Par Rabâa Ben Achour-Abdelkéfi*

La nuit du 3 août 2013. Sur Tunis encore en deuil, pleuvent des arabesques de lumière multicolores. Que fête-t-on à la Kasbah?

On fête, dans la pure tradition tunisienne des grands meetings mussoliniens du RCD, la mort du pays et la pérennité du gouvernement. Ils étaient des milliers de partisans, disciplinés et appliqués, chacun à son poste, veillant au strict respect des ordres. Nul ne peut contester leur efficacité.

Une démonstration de force

Cette fête n'en était pas une pourtant: il y manquait la foi. Ni les discours enflammés des Nahdhaouis et de leurs sympathisants, ni les slogans mobilisateurs, ni les you-you et les hourrah n'ont été convaincants

Le feu d'artifice a laissé une odeur de soufre.

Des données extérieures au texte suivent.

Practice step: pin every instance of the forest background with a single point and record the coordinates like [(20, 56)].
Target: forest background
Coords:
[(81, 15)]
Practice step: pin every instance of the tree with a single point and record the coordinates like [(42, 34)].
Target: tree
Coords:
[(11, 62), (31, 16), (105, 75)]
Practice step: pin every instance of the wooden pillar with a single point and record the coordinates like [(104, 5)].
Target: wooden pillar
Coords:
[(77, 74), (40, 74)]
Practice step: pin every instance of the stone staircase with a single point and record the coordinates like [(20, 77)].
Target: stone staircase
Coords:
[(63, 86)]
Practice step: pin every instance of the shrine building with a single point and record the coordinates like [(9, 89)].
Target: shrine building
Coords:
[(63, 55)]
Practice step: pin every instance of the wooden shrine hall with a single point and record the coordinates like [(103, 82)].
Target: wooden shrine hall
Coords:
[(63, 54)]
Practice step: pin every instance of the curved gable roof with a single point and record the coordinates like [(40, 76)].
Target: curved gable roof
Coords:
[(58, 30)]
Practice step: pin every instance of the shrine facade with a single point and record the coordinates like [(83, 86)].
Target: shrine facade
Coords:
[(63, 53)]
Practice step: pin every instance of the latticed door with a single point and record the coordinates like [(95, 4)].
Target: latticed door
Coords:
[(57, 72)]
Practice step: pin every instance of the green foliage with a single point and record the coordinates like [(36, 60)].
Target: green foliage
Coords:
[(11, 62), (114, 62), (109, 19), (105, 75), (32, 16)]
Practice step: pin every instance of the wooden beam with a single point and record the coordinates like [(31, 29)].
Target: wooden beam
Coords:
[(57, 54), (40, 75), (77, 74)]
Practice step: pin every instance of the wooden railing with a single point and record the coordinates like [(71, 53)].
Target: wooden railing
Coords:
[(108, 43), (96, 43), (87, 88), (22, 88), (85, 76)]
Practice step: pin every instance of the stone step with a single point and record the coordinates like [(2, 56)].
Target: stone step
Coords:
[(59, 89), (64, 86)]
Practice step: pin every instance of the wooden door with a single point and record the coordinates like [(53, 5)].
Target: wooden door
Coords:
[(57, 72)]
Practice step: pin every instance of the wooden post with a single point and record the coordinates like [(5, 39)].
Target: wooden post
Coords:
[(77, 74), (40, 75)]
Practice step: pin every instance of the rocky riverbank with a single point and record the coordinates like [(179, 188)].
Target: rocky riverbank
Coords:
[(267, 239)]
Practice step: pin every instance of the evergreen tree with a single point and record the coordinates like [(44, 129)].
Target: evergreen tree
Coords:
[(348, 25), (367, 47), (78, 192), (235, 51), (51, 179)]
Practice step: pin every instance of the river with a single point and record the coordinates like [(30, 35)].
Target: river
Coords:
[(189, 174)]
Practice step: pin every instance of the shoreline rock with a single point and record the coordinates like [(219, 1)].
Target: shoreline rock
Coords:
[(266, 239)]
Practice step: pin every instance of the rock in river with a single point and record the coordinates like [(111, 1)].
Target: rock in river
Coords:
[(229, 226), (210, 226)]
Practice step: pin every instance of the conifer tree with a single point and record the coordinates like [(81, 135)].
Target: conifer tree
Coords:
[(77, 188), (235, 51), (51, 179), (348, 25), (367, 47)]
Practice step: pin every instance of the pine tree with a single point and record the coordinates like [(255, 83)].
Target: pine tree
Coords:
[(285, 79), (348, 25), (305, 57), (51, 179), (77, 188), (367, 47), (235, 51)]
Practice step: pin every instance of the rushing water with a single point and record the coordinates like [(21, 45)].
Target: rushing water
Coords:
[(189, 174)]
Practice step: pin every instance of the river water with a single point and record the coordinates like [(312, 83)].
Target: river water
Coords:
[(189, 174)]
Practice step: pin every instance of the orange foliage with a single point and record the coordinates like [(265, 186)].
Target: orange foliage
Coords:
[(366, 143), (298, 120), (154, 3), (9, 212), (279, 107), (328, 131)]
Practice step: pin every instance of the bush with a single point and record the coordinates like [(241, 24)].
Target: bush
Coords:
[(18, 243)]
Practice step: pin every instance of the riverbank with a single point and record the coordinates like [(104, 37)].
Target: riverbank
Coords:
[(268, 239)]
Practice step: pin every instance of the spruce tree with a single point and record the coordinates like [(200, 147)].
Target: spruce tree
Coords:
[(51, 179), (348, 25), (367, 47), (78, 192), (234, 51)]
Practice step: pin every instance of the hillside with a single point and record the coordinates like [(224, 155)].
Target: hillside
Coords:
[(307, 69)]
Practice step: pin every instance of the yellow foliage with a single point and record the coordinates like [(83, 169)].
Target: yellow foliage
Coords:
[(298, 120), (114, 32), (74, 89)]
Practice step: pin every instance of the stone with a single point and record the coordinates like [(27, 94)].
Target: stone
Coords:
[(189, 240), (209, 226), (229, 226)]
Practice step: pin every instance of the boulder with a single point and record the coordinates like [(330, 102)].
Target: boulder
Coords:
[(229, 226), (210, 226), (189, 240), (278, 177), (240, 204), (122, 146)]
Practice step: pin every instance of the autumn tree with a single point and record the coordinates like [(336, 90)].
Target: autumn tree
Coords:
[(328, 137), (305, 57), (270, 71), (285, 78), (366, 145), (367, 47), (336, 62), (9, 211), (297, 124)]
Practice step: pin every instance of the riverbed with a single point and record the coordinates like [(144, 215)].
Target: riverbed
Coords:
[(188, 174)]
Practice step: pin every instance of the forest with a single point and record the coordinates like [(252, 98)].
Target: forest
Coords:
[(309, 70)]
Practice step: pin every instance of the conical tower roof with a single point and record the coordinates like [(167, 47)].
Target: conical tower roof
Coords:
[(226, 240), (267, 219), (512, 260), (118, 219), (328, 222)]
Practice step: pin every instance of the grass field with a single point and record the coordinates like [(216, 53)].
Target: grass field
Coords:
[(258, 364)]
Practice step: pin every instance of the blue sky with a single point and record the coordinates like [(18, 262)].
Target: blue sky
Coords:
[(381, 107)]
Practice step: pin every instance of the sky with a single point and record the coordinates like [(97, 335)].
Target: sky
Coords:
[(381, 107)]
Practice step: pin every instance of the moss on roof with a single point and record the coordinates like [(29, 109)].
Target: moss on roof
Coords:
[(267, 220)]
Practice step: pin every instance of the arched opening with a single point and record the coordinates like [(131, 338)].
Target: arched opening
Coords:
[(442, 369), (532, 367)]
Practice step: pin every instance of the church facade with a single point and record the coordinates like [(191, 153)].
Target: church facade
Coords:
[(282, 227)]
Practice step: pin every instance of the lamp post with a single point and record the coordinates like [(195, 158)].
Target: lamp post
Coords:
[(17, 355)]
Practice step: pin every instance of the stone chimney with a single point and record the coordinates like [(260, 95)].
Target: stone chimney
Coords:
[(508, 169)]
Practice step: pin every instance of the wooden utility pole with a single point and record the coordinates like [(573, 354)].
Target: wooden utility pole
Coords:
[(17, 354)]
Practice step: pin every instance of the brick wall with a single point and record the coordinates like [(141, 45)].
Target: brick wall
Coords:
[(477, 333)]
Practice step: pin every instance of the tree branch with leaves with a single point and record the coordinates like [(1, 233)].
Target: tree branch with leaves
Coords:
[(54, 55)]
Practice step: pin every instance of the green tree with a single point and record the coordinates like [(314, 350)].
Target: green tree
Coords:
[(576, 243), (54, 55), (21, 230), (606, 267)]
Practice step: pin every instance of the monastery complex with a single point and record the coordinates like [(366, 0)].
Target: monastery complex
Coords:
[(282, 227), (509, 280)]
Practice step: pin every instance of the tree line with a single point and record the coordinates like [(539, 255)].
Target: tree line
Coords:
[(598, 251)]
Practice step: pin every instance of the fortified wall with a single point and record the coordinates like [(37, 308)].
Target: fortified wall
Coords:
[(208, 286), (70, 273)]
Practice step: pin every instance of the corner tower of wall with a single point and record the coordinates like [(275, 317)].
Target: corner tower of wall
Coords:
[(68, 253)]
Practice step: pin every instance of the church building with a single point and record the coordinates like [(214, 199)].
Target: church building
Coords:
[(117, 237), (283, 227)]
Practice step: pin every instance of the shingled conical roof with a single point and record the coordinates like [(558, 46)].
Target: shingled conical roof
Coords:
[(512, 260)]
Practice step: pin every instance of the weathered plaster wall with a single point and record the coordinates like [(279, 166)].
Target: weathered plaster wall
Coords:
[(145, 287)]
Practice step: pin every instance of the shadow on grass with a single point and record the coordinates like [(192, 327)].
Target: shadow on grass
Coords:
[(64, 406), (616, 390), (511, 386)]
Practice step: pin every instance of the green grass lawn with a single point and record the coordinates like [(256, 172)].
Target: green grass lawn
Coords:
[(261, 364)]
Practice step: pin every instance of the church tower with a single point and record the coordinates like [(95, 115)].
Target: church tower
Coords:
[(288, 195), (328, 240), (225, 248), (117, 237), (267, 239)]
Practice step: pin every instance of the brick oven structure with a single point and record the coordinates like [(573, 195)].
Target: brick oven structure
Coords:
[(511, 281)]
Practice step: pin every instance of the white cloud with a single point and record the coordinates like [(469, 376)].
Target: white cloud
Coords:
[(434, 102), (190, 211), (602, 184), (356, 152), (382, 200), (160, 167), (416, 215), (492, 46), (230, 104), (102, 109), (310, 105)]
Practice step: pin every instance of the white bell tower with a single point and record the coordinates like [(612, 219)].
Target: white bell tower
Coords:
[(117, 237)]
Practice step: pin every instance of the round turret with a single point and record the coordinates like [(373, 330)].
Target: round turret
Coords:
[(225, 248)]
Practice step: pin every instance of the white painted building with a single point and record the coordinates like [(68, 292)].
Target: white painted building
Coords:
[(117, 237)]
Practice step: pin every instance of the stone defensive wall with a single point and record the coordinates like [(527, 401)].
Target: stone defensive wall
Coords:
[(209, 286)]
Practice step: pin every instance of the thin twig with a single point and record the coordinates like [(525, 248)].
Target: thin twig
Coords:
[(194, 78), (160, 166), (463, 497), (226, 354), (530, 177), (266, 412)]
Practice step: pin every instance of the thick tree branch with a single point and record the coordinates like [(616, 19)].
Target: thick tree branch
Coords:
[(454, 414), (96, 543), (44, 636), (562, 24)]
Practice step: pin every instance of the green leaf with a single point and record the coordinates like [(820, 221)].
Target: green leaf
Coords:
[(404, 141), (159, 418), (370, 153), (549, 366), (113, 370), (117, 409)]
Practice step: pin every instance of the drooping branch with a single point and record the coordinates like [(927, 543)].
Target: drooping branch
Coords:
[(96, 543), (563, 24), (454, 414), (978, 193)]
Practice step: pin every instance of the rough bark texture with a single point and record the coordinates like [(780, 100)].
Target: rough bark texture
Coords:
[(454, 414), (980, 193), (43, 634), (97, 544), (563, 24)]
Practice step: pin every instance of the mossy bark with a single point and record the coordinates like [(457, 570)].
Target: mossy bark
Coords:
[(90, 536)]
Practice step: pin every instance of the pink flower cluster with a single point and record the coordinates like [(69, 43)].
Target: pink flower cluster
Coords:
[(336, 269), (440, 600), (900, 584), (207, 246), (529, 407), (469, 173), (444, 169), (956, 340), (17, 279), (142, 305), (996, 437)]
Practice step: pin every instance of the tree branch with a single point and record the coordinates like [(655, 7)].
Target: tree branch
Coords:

Le poids de l'angoisse plombe, aujourd'hui, les cœurs.

Mais quelle est la signification d'un meeting de cette envergure?

Ennahdha n'a pas lésiné sur les moyens matériels et logistiques: location de voitures, de bus, du parking de la mairie, d'écrans géants, de sono, de chaises, restauration des militants, feu d'artifice, couverture médiatique et service informatique; il y avait tout cela et tout cela coûte de l'argent.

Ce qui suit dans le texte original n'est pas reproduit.